The industry claims such a collection program would put 300-400 trucks a day on already crowded city streets, creating environmental problems with air and noise pollution and carbon emissions.

They also argue that the collection program would cost $200 million annually and that those costs will eventually have to be passed on to consumers nationwide, making the law unconstitutional. The $200 million figure is disputed by the city.

Sinding says the industry estimate is “clearly premised on an interpretation of the regulations that is the most onerous and frankly absurd interpretation possible which basically is any time somebody in the city wants to get rid of something that weighs more than 15 pounds, they have to deploy an individual truck to go and get that item. Clearly that’s not the city’s intention.”

Currently, the city allows residents to place unwanted electronics at curb side for pickup by the sanitation department as part of the regular waste stream. Those items are then dumped in landfills or incinerated. There are also voluntary collection events where the items are collected for recycling.

Sinding says her organization doesn’t care who is responsible for collection and handling of e-wastes, as long as the cost is borne by the industry.

“All we care about is that the manufacturers are responsible for the costs of handling the products at the end of life,” she says.

For its part, the industry would be content to let city sanitation continue to collect e-waste and to bring it to a collection point, where manufacturers would then assume responsibility. Brugge notes that the city already collects large appliances, such as refrigerators and washing machines, at no cost to residents.

“They’ve singled out electronics saying that manufacturers have to be responsible for the waste stream.

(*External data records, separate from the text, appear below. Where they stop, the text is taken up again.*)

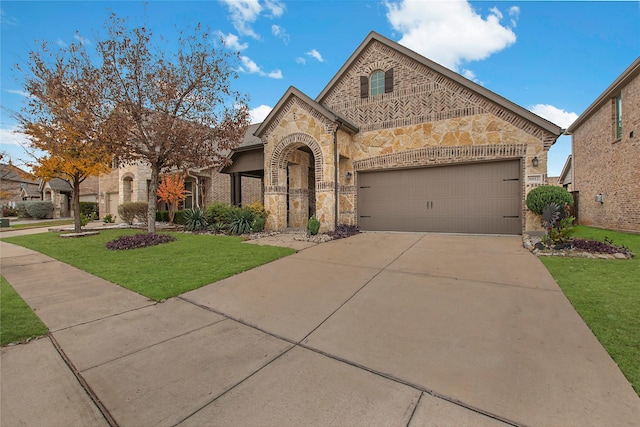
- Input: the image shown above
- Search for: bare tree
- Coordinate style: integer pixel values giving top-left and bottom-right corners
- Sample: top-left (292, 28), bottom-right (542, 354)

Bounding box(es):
top-left (97, 15), bottom-right (249, 233)
top-left (14, 42), bottom-right (114, 232)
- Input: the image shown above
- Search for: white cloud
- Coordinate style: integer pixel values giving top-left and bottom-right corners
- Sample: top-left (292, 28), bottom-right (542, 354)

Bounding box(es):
top-left (221, 0), bottom-right (286, 39)
top-left (73, 33), bottom-right (91, 46)
top-left (461, 69), bottom-right (476, 82)
top-left (271, 24), bottom-right (291, 44)
top-left (529, 104), bottom-right (578, 129)
top-left (0, 126), bottom-right (29, 147)
top-left (307, 49), bottom-right (324, 62)
top-left (509, 6), bottom-right (520, 28)
top-left (222, 0), bottom-right (262, 39)
top-left (240, 56), bottom-right (263, 74)
top-left (264, 0), bottom-right (286, 18)
top-left (386, 0), bottom-right (517, 71)
top-left (238, 56), bottom-right (282, 79)
top-left (218, 31), bottom-right (249, 50)
top-left (249, 105), bottom-right (273, 124)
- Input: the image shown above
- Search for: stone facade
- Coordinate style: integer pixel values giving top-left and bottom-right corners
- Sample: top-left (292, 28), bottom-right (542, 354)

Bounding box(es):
top-left (255, 33), bottom-right (560, 231)
top-left (569, 58), bottom-right (640, 231)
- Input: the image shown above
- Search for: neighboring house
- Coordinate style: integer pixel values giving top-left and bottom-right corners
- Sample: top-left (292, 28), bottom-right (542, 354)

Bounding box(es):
top-left (97, 125), bottom-right (262, 222)
top-left (228, 32), bottom-right (561, 234)
top-left (567, 57), bottom-right (640, 231)
top-left (0, 162), bottom-right (41, 207)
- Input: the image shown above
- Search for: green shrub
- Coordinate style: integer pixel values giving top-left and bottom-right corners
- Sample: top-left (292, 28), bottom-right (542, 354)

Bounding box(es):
top-left (80, 202), bottom-right (98, 218)
top-left (245, 202), bottom-right (269, 219)
top-left (184, 208), bottom-right (208, 231)
top-left (80, 212), bottom-right (98, 227)
top-left (527, 185), bottom-right (573, 215)
top-left (25, 200), bottom-right (53, 219)
top-left (173, 209), bottom-right (187, 225)
top-left (307, 215), bottom-right (320, 236)
top-left (2, 208), bottom-right (18, 217)
top-left (251, 216), bottom-right (266, 233)
top-left (118, 202), bottom-right (149, 225)
top-left (156, 210), bottom-right (169, 222)
top-left (16, 202), bottom-right (30, 218)
top-left (229, 208), bottom-right (255, 235)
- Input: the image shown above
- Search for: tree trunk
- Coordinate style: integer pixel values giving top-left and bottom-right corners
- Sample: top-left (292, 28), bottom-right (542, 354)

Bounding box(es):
top-left (147, 165), bottom-right (159, 234)
top-left (71, 176), bottom-right (82, 233)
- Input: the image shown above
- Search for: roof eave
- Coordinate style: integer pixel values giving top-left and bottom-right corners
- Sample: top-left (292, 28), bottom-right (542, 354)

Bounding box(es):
top-left (566, 56), bottom-right (640, 135)
top-left (316, 31), bottom-right (562, 136)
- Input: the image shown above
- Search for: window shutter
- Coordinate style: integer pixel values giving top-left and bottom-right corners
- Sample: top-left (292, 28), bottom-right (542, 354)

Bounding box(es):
top-left (384, 68), bottom-right (393, 93)
top-left (360, 76), bottom-right (369, 98)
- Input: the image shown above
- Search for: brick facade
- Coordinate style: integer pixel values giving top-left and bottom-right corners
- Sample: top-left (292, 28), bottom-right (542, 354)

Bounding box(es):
top-left (569, 58), bottom-right (640, 232)
top-left (256, 33), bottom-right (560, 231)
top-left (97, 165), bottom-right (262, 222)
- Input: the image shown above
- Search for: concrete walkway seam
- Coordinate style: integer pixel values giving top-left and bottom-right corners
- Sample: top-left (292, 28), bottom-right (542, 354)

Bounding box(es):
top-left (49, 334), bottom-right (119, 427)
top-left (172, 346), bottom-right (296, 427)
top-left (300, 236), bottom-right (425, 342)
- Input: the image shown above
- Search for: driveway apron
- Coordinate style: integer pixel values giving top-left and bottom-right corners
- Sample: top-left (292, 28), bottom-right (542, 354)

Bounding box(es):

We feel the city is well positioned to provide this service to the residents and it would be a much more cost-effective solution if the sanitation department was partly responsible and assisting with the collection,” Brugge says. “Our position is manufacturers shouldn’t bear the entire burden of the e-waste program.”

The dispute over the e-waste law has brought the issue of manufacturer responsibility to the fore, with some saying the industry is trying to shirk its responsibility while the industry defends its programs.

“The city’s landmark recycling law would keep thousands of tons of spent electronics out of our landfills and incinerators every year,” Sinding says. “It’s unfortunate that the nation’s leading manufacturers, hiding behind their trade associations, are trying to prevent this long overdue environmental program from taking effect.

“At root, they are trying to escape liability for manufacturing toxic products on the basis that once sold they can wash their hands of them,” she says. “Not only does this proposition offend basic notions of corporate responsibility, but a consideration of other regulatory approaches commonly employed in this country suggests that it cannot be correct.”

The industry maintains that manufacturers and retailers have voluntary programs in place and readily comply with state e-waste laws.

“We feel all electronics can and should be recycled,” Brugge says. “They need to be recycled in a safe and appropriate manner, regardless of where it is done. . . . The industry has embraced the notion of producer responsibility. But when it comes to this (
New York City) law, where you have to go door-to-door and there is a 1:1 take-back, that’s where we draw the line. That’s not producer responsibility. That goes way too far.
“We’ve never challenged any state law,” he adds. “
New York City just went too far.”
Sinding says she is optimistic the court will rule in the city’s favor once it separates the law from the regulations.

“The fear is that the court may not parse the law from the regulations, at least during the preliminary injunction stage, and that could result in an adverse decision that could then have a chilling effect on other state programs or other pending laws,” she says. “In a worst case scenario, it could have far reaching effects that would really do a lot of harm to what we see as a paradigm shift in how parts of the waste stream should be handled.”